At this point, if you have both a tidy car and a Bernie Sanders bumper sticker, you might be feeling a bit indignant, and understandably so. All I can say is, congratulations! You should feel proud, though I do encourage you to chide any of your messy socialist friends. After all, they are not only making you look bad. They are also illustrating one of the most powerful critiques of socialism — if a society expects everyone else to take care of everything, few will take care of anything — while also giving those of us on the libertarian-leaning end of the spectrum minor panic attacks about the perils of U.K.-style nationalized health care and the overall tragedy of the commons.
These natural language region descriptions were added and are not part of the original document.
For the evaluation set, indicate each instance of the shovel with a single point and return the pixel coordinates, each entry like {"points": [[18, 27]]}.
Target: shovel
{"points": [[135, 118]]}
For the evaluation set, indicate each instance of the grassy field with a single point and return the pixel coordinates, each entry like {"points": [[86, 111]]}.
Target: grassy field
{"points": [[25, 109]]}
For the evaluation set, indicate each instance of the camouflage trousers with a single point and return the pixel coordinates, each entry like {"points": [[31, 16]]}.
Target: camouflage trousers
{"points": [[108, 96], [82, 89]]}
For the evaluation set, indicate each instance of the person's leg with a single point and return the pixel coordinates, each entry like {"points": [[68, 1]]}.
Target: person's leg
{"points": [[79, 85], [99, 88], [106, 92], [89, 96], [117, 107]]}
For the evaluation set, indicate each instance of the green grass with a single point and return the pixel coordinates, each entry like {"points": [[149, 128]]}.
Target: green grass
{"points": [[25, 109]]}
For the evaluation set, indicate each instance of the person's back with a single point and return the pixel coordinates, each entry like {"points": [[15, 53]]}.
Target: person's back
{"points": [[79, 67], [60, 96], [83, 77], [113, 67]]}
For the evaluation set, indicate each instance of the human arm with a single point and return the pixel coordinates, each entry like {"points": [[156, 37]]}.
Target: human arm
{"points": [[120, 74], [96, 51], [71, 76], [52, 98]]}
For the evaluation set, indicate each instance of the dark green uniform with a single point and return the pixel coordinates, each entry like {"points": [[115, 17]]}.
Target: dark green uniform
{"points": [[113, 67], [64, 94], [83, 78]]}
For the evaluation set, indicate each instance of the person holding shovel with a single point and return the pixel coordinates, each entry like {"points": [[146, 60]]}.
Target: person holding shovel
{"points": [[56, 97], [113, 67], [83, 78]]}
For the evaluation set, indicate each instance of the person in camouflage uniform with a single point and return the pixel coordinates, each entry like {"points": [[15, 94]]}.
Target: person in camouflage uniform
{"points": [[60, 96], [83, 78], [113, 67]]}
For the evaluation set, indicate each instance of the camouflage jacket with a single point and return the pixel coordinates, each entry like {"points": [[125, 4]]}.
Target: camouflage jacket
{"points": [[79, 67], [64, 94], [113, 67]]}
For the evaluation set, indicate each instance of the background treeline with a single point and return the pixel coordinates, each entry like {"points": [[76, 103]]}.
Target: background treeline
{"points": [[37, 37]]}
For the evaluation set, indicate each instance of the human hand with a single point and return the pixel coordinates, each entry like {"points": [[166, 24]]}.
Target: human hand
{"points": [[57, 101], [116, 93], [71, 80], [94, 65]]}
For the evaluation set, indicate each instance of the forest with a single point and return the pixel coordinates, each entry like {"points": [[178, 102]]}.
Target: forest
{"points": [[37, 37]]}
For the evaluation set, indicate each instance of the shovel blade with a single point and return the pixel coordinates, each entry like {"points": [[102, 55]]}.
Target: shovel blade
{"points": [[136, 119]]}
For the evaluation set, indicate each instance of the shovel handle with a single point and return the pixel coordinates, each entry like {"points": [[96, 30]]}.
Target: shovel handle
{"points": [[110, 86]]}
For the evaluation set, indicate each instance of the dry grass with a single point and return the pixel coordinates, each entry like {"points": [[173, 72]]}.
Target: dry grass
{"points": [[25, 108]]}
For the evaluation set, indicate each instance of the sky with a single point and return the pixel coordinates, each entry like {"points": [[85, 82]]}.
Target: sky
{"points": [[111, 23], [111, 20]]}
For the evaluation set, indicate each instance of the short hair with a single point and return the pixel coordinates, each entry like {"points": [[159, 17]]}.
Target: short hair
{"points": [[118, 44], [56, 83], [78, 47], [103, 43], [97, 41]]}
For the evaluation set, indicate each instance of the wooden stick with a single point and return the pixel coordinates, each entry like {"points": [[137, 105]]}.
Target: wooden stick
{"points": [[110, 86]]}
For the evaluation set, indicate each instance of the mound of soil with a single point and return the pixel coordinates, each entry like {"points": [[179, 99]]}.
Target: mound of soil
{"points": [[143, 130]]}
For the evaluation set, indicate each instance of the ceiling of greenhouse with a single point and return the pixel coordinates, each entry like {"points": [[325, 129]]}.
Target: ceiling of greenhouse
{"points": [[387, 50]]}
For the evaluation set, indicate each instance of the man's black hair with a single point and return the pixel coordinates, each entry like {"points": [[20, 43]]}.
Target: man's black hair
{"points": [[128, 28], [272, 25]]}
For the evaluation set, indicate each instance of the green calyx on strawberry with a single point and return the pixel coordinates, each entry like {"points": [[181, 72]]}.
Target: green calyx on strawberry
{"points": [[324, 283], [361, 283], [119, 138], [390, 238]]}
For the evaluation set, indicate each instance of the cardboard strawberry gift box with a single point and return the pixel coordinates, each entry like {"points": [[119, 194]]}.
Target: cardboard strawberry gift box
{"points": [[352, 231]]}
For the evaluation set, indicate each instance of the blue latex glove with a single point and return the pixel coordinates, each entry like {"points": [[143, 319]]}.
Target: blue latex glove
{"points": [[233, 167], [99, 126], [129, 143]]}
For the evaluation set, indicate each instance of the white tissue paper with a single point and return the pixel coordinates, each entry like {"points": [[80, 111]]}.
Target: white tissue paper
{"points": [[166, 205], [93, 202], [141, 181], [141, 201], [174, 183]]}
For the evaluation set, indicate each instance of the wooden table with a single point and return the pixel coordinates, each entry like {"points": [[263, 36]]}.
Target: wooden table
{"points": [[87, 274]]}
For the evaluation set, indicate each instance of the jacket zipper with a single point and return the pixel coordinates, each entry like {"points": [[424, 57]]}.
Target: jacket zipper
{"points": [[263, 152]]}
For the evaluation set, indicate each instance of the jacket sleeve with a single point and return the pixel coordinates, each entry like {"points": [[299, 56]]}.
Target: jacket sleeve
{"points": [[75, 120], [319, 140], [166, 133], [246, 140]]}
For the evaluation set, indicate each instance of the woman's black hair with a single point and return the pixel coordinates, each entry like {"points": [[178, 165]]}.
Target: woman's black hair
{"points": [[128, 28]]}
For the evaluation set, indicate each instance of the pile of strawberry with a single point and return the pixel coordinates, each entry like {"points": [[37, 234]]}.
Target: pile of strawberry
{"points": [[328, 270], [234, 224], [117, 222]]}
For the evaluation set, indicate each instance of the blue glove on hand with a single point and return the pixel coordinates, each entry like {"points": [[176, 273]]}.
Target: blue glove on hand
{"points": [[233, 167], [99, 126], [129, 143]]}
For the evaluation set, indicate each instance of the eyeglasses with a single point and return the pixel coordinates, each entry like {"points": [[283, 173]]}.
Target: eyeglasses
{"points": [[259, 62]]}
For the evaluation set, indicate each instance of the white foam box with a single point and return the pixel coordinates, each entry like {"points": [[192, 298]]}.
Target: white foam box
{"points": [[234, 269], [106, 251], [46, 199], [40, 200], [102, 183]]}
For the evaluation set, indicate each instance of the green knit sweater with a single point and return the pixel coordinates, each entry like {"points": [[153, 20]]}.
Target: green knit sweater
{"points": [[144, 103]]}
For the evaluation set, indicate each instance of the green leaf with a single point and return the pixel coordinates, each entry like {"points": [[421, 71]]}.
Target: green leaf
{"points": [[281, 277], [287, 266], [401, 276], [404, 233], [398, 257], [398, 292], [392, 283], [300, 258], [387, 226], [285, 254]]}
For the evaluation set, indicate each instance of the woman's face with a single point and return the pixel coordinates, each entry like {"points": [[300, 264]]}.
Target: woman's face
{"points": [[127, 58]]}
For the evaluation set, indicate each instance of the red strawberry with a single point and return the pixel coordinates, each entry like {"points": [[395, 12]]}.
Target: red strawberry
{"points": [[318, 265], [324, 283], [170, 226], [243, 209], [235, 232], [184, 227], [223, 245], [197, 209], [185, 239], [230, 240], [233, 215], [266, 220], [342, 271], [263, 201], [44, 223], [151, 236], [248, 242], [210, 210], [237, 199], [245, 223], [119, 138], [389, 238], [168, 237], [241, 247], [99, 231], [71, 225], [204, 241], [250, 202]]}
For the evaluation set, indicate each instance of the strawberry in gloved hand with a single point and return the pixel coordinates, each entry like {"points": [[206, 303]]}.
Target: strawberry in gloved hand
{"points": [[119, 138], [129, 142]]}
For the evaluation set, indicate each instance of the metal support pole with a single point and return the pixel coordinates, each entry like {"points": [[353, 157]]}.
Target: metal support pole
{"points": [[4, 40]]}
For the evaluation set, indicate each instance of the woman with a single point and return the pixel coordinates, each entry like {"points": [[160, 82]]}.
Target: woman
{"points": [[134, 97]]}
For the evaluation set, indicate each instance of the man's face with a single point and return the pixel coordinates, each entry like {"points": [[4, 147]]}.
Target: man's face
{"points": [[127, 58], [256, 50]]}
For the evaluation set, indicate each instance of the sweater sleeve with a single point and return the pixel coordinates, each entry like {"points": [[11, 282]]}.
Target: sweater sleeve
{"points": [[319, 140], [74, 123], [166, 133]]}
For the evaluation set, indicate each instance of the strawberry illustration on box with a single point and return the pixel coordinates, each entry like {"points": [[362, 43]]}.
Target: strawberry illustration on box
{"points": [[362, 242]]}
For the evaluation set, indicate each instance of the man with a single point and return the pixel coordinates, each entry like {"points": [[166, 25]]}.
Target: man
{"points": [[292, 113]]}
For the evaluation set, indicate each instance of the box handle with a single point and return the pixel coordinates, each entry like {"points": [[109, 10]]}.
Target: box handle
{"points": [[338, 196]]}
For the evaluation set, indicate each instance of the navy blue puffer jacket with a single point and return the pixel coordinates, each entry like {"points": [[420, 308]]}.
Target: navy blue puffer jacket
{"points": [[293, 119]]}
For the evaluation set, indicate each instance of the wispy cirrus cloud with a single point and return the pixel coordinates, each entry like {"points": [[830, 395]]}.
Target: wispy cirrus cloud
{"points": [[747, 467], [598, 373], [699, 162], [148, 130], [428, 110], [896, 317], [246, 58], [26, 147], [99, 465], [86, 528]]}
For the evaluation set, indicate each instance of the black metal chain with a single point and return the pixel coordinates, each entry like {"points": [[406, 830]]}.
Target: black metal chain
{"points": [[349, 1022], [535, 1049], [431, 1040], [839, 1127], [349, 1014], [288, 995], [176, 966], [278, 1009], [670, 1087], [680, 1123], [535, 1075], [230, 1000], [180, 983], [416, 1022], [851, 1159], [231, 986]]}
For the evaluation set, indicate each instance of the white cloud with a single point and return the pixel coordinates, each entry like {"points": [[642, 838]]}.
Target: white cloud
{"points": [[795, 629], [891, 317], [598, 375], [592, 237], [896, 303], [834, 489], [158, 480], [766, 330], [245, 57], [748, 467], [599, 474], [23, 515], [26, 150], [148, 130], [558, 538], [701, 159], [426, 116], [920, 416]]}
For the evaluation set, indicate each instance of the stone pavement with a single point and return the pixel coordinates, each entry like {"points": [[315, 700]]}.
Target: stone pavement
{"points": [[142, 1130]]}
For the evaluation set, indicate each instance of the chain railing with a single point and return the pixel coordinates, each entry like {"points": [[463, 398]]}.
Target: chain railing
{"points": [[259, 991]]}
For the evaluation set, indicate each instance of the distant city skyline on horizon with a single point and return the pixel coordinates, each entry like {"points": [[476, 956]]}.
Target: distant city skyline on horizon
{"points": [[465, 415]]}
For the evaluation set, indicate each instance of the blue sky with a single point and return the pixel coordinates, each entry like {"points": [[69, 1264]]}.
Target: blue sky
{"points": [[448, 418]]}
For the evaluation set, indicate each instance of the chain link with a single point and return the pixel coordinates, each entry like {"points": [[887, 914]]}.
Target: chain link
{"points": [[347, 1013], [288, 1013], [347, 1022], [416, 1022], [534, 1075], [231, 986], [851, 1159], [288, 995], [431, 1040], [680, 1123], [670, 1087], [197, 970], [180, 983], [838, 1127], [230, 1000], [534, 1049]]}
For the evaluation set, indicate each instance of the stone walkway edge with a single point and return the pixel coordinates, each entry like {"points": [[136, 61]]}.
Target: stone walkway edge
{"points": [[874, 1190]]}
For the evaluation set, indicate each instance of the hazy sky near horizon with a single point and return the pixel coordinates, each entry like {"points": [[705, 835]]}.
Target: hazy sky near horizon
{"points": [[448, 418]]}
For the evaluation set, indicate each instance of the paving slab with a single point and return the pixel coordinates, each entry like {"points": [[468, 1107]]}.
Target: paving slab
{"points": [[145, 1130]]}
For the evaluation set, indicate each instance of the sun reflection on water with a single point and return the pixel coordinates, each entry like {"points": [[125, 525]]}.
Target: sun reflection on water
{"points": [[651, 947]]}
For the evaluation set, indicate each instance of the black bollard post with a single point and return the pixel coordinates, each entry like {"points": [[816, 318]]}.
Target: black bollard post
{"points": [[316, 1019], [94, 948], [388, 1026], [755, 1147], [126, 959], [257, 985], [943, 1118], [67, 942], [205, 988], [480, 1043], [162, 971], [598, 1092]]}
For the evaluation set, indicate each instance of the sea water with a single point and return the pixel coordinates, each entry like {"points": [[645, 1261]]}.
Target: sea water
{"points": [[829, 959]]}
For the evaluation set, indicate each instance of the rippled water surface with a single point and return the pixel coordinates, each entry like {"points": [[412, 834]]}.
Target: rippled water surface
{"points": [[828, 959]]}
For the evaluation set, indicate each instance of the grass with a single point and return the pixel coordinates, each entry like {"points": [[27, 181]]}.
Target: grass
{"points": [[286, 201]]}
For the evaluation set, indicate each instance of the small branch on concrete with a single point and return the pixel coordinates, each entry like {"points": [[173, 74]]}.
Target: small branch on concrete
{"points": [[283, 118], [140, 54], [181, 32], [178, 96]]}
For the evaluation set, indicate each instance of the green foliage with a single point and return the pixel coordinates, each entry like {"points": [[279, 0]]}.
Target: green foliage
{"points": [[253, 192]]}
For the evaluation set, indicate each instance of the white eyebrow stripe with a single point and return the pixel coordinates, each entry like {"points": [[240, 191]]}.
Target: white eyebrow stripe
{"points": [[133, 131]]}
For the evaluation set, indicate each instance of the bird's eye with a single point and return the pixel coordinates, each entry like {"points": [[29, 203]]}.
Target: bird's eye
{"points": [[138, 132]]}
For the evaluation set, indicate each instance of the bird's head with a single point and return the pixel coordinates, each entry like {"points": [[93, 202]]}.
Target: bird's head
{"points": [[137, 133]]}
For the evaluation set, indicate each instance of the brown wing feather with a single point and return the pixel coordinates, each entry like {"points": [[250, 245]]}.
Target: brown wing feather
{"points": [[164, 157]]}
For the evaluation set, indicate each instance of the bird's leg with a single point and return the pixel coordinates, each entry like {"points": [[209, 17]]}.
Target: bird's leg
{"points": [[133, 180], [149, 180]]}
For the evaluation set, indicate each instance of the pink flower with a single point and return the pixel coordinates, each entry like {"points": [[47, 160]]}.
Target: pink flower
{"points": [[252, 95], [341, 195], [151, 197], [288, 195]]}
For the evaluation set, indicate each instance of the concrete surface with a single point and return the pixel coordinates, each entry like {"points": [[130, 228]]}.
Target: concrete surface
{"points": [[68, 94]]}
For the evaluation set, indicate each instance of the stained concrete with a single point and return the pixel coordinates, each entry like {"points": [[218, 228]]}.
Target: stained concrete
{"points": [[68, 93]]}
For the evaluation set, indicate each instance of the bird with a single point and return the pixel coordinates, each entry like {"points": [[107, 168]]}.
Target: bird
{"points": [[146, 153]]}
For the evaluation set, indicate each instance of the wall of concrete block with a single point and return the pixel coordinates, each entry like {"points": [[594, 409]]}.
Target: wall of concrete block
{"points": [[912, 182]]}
I should clarify that I am not talking about junky cars, or old struggling cars, or cars that have been dinged up and need repairs. Such conditions are understandable if you can’t afford to fix them. No, no: I am talking about perfectly nice cars — Subarus or Volvos or Priuses or Leafs — with interiors that look like a cartoon crime scene. Cars whose mess is so overwhelming that you don’t have to be a snoop, nosily peering into windows in the parking lot, to notice it. It’s a level of mess that could cheerfully break through brick walls, much like the hopped-up Kool-Aid Man of yore.
Here are things I have seen in cars wearing Bernie Sanders stickers: broken dog kennels, piles of hangers dangling with dry-cleaner plastic wrap, enough granola-bar wrappers to fuel a walk down the entire Appalachian trail, empty two-liter soda bottles, dirty Kleenex piles, half-eaten sandwiches, and one scornfully unopened copy of What Happened by Hillary Clinton. Often these things are all mixed together, creating a terrifying mélange of slack. People, this is really not that hard: There are trash and recycling receptacles all around!